Bart Bull is an American writer, reporter, author, columnist, and critic.

==Background==
Born in Seattle, Washington, Bull grew up in Phoenix, Arizona. He dropped out of high school to write a novel, and then returned briefly, leaving again without graduating.

Bull was the editor of Sounds, a free monthly Phoenix-based music newspaper, in the mid-1970s, West Coast Editor of Spin from 1985 to 1988, West Coast editor of Vogue, West Coast editor and a founder of Details. He co-founded Browbeat, first American xerox-punk fanzine, with David Wiley in early summer 1977. He managed The Consumers (1977), an obscure but increasingly acclaimed early American punk band from Phoenix, Arizona. He has written for publications including The Washington Post, Arizona Republic, The New York Times, Harper's Bazaar, The Village Voice, The Face, and GQ.

From the earliest days of his work, Bull chronicled subcultures, with pioneering reporting on skateboarding, cockfighting, lowriders, punk, cowboy and rodeo culture, hiphop, heavy metal and others. His reporting on what he called "mall culture," led to writing about architecture, urban life and design in North America, Europe and Australia, often including a critique of modern practices, urban development, and monoculture.
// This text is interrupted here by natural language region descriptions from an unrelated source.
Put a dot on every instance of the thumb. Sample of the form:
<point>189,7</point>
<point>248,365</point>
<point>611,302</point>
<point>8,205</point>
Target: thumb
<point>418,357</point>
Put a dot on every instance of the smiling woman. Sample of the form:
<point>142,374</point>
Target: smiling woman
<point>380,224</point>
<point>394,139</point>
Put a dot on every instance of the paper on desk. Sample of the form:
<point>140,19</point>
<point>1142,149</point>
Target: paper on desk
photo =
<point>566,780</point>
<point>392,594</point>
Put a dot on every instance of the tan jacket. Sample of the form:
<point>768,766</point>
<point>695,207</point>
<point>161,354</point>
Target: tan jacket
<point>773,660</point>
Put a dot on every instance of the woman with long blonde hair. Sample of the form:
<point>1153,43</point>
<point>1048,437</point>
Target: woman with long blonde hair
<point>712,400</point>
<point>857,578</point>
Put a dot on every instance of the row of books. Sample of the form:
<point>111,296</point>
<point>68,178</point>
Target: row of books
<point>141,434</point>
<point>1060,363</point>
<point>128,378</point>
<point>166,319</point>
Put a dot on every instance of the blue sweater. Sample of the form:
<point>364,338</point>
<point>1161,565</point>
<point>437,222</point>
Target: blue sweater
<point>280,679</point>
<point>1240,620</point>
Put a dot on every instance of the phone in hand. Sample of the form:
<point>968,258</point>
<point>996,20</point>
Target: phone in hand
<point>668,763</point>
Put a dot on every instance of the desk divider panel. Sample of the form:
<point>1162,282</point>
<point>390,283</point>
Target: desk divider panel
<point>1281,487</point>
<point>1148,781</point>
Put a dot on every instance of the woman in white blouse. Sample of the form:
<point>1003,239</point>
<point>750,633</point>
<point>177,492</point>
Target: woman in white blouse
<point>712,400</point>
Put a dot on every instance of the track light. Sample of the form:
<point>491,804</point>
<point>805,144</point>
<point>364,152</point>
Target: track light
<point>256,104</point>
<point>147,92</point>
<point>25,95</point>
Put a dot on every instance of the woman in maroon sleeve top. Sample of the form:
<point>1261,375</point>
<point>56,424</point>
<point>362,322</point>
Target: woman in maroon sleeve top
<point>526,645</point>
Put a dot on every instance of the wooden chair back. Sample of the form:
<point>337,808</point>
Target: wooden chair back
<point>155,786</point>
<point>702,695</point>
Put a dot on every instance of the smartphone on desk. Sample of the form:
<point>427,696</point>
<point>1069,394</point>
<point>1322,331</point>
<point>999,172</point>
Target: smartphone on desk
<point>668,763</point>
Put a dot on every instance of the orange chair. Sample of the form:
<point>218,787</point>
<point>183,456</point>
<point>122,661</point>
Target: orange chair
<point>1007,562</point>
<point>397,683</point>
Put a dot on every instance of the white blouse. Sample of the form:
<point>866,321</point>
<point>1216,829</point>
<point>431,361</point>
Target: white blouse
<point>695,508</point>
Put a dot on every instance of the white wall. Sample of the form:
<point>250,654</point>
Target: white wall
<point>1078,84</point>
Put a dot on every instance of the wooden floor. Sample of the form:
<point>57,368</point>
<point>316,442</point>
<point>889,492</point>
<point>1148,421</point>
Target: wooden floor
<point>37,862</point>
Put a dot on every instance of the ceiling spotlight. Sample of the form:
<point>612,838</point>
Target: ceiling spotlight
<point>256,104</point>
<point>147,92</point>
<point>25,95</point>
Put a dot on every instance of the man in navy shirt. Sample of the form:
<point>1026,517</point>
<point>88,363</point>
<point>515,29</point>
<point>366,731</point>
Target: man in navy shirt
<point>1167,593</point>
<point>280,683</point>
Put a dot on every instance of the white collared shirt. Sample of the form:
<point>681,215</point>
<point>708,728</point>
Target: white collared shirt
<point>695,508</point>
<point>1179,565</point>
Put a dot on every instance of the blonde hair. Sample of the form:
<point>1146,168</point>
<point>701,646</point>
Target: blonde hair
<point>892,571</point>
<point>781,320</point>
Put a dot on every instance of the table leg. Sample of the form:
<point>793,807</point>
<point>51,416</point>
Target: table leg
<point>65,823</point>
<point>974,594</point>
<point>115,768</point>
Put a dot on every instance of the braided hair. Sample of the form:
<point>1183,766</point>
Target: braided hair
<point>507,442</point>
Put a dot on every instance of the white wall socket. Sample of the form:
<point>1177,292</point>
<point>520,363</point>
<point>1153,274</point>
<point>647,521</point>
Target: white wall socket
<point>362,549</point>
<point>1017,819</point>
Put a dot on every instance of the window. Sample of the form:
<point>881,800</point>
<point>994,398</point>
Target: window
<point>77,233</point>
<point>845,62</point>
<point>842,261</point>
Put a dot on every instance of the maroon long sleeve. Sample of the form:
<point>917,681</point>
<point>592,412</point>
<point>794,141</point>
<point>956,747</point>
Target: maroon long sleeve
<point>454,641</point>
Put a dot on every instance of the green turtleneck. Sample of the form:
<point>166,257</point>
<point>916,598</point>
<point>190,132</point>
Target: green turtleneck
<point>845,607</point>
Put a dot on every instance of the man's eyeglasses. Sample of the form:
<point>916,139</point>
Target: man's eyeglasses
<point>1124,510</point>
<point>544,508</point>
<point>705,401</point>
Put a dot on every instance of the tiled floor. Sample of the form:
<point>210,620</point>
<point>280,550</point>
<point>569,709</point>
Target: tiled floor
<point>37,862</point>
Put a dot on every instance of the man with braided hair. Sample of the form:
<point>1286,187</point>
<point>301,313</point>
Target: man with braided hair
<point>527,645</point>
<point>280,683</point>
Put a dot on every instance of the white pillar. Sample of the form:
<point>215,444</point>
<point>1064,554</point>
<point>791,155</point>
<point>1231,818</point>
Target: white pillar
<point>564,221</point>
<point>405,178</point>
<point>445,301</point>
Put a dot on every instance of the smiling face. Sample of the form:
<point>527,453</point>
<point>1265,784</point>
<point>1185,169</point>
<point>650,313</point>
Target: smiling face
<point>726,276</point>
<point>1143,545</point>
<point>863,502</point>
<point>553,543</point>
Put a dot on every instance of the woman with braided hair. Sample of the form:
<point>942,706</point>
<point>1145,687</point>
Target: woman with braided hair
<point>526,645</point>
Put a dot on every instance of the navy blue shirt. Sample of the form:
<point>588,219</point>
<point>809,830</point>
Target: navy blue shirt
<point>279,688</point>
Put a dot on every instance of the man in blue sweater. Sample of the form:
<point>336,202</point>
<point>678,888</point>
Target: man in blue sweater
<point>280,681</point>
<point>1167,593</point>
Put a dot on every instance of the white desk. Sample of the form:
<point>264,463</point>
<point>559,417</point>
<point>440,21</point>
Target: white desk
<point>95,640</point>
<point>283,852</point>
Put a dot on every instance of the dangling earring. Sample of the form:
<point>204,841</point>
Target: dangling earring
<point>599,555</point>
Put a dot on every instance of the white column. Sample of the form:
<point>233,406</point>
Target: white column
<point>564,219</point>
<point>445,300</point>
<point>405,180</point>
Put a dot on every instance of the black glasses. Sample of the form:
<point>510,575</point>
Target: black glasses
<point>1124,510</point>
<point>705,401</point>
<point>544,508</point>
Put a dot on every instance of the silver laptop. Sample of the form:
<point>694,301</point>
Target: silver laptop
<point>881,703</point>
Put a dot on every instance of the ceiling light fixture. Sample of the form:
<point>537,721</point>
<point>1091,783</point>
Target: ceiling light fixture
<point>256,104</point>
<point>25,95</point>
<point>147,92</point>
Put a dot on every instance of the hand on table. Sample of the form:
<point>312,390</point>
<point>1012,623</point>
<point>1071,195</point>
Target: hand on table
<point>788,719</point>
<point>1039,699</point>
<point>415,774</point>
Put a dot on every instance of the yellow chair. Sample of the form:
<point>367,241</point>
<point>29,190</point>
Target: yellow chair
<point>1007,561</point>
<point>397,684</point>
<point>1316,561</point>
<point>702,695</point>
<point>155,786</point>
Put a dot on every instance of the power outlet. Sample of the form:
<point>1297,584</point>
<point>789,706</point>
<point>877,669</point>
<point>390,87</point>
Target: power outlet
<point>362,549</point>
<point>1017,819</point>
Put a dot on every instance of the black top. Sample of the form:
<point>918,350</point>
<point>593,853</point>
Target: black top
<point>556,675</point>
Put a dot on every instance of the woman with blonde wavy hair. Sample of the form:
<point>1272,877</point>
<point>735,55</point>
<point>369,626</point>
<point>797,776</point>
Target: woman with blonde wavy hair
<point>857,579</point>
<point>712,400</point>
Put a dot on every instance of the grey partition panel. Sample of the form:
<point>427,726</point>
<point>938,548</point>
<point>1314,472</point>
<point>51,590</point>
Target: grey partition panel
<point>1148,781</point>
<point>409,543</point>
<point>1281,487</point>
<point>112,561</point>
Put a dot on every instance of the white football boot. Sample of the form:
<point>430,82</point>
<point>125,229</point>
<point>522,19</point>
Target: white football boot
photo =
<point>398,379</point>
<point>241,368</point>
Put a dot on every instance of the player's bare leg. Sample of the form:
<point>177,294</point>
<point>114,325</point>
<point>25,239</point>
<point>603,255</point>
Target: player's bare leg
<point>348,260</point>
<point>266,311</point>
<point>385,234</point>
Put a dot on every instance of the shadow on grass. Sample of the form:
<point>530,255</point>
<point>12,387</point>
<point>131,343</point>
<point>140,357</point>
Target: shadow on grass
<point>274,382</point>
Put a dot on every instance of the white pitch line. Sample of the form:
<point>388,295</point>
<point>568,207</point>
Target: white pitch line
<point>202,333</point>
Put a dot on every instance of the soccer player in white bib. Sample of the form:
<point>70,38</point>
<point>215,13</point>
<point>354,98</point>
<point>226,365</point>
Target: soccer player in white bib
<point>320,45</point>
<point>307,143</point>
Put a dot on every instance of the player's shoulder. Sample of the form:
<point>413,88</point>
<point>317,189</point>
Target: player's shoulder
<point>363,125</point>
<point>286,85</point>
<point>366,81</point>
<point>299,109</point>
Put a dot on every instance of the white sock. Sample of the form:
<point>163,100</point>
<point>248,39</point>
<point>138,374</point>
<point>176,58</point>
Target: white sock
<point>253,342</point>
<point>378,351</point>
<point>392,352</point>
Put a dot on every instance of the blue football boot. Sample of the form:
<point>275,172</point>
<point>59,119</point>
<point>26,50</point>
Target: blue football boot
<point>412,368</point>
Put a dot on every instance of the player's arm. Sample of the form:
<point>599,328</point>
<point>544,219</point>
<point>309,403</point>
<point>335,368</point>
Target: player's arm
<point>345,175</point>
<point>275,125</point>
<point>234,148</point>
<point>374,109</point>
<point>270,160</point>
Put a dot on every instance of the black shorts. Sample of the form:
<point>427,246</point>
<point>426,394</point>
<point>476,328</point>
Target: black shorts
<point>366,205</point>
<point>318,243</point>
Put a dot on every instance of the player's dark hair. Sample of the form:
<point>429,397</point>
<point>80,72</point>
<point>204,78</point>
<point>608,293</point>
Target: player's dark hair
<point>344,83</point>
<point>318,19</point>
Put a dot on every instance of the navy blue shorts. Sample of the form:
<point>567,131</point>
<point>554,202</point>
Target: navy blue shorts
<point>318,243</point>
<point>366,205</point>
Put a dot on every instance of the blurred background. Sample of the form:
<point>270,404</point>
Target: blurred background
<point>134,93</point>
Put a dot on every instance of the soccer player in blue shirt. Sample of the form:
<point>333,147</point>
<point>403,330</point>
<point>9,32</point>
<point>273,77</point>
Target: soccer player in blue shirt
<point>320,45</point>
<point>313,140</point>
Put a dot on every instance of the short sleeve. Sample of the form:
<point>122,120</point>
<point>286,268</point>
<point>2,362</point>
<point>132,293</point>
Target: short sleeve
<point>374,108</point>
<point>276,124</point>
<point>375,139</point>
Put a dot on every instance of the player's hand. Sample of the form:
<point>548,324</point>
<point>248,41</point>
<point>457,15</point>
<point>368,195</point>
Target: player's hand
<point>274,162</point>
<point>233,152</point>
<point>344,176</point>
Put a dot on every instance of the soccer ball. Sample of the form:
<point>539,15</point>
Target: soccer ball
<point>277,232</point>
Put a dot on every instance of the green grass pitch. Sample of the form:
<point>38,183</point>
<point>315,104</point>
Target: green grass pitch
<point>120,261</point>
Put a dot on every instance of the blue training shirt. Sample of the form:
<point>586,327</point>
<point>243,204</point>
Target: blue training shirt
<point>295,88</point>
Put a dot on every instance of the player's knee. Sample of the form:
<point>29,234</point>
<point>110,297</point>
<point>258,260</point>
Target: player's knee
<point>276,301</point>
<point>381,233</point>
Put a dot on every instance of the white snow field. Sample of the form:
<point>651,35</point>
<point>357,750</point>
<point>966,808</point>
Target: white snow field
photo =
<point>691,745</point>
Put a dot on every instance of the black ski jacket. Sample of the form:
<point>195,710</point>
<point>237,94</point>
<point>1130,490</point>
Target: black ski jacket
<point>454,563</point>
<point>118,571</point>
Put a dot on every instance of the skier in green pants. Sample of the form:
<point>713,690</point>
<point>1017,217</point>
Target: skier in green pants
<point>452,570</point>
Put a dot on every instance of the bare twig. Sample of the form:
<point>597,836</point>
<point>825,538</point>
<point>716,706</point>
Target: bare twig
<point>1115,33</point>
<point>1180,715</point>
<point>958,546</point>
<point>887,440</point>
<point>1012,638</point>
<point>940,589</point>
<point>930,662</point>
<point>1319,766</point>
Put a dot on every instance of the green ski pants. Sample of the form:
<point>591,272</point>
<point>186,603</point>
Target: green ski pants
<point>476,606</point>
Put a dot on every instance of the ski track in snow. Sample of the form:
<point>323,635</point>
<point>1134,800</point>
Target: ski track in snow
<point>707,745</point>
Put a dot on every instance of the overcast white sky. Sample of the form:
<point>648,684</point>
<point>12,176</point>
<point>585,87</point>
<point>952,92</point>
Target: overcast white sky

One of the earliest writers on punk and hiphop, throughout his reporting career, he has covered issues that would typically be considered "metro desk" stories, while presenting them in a manner more typical of magazine feature writing. His crime reporting has explored bank robbery, drug-dealing, murders, rape, patricide, and politics, ranging from national political conventions to local machinations.

A list of the individuals Bull has profiled include Muddy Waters, John Lee Hooker, Al Green, Buck Owens, James Stewart, Walter Matthau, Ian Dury, David Lynch, Bruce Springsteen, Bill Graham, Tracey Ullman, Tobe Hooper, Buckminster Fuller, Tom Waits, William S. Burroughs, Sun Ra, Prince, Clifton Chenier, Ofra Haza, Steve Miller, Jackson Browne, John Fogerty, Steve Martin, President Gerald Ford, Elvis Costello, Richard Farnsworth, Dwight Yoakam, Joe Ely, Joan Baez, Peter Tosh, Laura Dern, Jeff Beck, Frank Zappa, Michael Jackson, Ed "Big Daddy" Roth, Allen Ginsberg, Amiri Baraka, former Arizona Governor Evan Mecham, Carlos Santana, and Patti Smith. He edited and introduced Clarence "Gatemouth" Brown's memoir, All About Me, working to preserve the visionary musician's self-created spellings and syntax.